Coaching for Competencies and Attunement
Jentz and Murphy’s process is an exercise in building attunement. As Carl engages in it over time I would focus my coaching on raising his self-awareness and self-management, surfacing and managing his internal obstacles and personal strengths connected to empathic listening and collaborative problem solving. My goals would be the following:
1) Build Carl’s appreciation for the power of connecting through listening for the needs, hopes, dreams, aspirations and values of people.
2) Build his ability to get out of his leader persona and engage his team in healthy, unfiltered collaboration as part of a strategy-building process.
As Carl listens for why his people care and engages them as partners in their collective challenge, he will be able to meet his team at a place of common belief and aspiration. Simultaneously he will be building trust—another pre-requisite to true inspiration.
Connecting the Gaps
Engaging teams isn’t just about connecting, however. Strong leaders also engage to diagnose gaps between their teams are currently, and where their teams need to be to reach their potential. As Goleman writes, strong leaders “slow down to speed up” by engaging people in looking at the gaps.3 I would also be coaching Carl to explore his team’s gaps from both technical (logistics, skills and knowledge) and adaptive (relationships, emotions, and beliefs) perspectives by asking him two simple questions, over and over:
Where is your team right now, and where do they need to be to reach their potential?

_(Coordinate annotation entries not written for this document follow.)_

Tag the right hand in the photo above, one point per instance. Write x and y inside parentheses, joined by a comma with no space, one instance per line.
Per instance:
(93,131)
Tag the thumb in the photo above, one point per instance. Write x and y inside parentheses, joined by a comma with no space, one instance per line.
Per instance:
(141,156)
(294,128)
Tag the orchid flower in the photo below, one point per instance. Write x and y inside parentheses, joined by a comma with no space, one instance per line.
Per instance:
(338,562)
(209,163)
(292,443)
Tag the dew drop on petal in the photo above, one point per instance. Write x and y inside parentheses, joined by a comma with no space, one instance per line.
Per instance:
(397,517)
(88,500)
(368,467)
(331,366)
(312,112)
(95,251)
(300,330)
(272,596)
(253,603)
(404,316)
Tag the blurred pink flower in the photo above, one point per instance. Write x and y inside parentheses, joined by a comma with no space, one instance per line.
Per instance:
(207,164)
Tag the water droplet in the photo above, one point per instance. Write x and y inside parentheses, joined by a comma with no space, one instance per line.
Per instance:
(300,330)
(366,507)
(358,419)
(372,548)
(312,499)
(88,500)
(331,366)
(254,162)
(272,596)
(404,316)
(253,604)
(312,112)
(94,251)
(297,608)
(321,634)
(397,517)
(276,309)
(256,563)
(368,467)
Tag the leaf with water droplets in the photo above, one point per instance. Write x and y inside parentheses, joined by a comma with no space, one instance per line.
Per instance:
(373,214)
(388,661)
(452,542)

Leaders are able to answer these questions accurately by adding the data that comes from person-to-person engagement to the rest of their diagnostic data. As a result, socially aware leaders attuned to their team’s gaps are most likely to meet their team’s needs, while also reaching big picture objectives. What is more inspiring than hearing your leader accurately name and go after your needs?
Flash forward now to Carl sitting at his desk after engaging deeply with his team. He no longer sits alone, attempting to pull his most inspiring ideas out of his head. He now sits with the hopes, dreams, fears, and shared problem-solving of his team. Their words surround him and inform his own hopes and dreams for the team’s new strategic priority. He is not worried about whether his people will be inspired by what he says, because he already knows that he will be speaking the same language when he stands in front of them. Because he is attuned, he will be able to meet the emotional needs of his team. In fact, that work—the work of inspiring—has mostly already been done. As he turns out the light he feels confident and calm knowing that the connection he has earned leading up to this moment is worth so much more than the very best words and sensational visuals.

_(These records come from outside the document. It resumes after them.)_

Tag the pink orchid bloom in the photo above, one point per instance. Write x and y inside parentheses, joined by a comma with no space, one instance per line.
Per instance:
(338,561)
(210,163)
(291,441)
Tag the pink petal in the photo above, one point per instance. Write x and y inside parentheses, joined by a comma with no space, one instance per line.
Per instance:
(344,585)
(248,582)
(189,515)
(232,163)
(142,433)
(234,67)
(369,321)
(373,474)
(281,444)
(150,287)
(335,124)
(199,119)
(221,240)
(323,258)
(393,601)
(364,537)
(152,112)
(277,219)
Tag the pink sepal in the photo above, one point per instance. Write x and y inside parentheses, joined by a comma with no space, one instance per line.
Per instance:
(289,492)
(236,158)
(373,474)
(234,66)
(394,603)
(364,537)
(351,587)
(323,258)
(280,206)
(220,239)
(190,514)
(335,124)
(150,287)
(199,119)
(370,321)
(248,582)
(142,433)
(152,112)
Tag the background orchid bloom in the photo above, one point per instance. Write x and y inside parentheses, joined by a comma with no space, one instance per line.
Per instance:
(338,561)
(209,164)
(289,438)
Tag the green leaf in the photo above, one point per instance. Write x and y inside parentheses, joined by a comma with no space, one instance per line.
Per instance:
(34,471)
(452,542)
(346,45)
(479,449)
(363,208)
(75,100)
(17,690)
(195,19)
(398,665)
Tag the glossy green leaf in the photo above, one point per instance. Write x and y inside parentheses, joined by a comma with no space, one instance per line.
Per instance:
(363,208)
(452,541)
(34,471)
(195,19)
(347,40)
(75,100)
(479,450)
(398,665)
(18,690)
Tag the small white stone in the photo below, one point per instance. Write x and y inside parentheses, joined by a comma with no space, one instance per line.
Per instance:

“Leaders, first take time to attune to the needs of your team, understand them, then offer more attuned strategies to fill the gaps. This is inspiration at work.”
Our new series of primers focus on the 12 Emotional and Social Intelligence Leadership Competencies, including Emotional Self-Awareness, Adaptability, Influence, Teamwork, and Inspirational Leadership.

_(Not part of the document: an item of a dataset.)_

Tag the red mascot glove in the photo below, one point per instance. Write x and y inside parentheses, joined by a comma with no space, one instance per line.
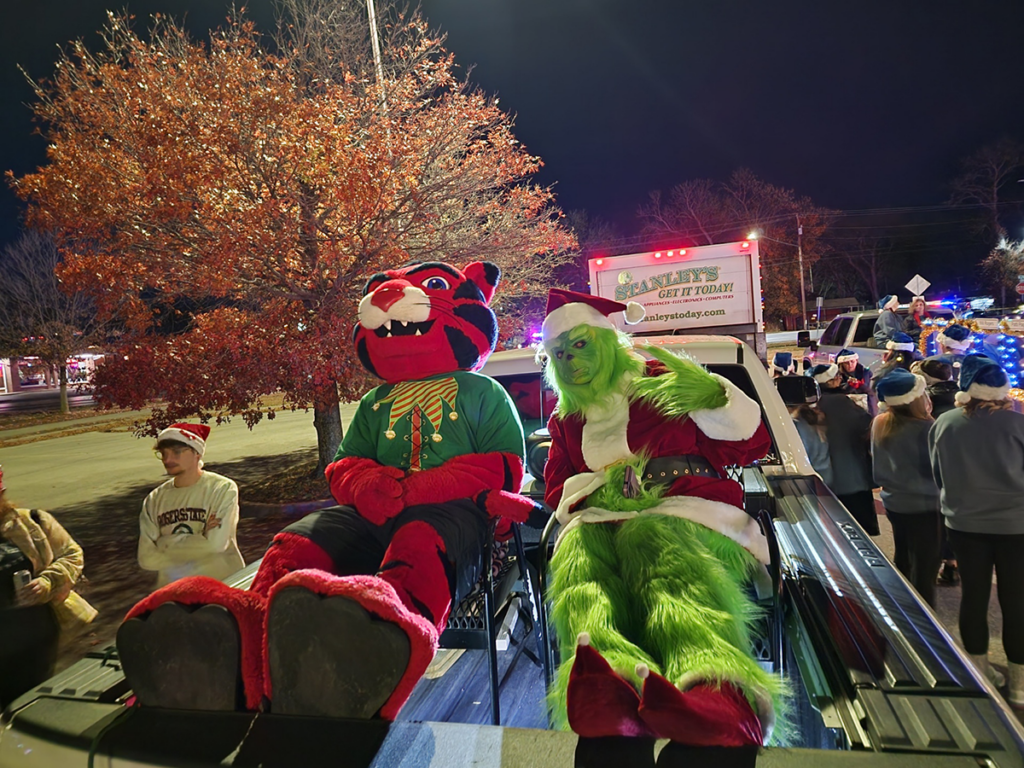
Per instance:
(371,487)
(464,477)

The primers are written by Daniel Goleman and Richard Boyatzis, co-creators of the Emotional and Social Intelligence Leadership Competency Model, along with a range of colleagues, thought-leaders, researchers, and leaders with expertise in the various competencies – including the author of this article, Matthew Taylor.
Citation #1 and #3: Daniel Goleman, Richard Boyatzis and Annie McKee, (2002) Primal Leadership. (Boston, MA: Harvard Business School Publishing)
Citation #2: Barry Jentz and Jerome T. Murphy. “Starting Confused: How Leaders Start When They Don’t Know Where to Start” (Phi Delta Kappan, Vol. 86, No. 10, June 2005, pps. 736-744).